I put a full stop at the end of the sentence and aimed my face at a bookshelf, because I was afraid that I might look amused. There was something in the way he’d said Quin’s coming instead of me that made it seem he’d just decided it on the spot. Fraa Orolo had probably caught it too. If I made the mistake of looking at him, I would laugh, and he wouldn’t.

The clock began chiming Provener. “That’s me,” I said. Then I added, for the benefit of the artisan: “Apologies, I must go wind the clock.”

“I was wondering—” he said. He reached into his toolbox and took out a poly bag, blew off sawdust, undid its seal (which was of a type I had never seen before), and withdrew a silver tube the size of his finger. Then he looked at Fraa Orolo hopefully.
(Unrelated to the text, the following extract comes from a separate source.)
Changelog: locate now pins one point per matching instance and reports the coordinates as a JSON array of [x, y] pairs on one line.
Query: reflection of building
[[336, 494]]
“I don’t know what that is and I don’t understand what you want,” said Fraa Orolo.

“A speelycaptor!”

“Ah. You have heard about Provener, and as long as you are here, you’d like to view it and make a moving picture?”

The artisan nodded.

“That will be acceptable, provided you stand where you are told. Don’t turn it on!” Fraa Orolo raised his hands, and got ready to avert his gaze. “The Warden Regulant will hear of it—she’ll make me do penance! I’ll send you to the Ita. They’ll show you where to go.”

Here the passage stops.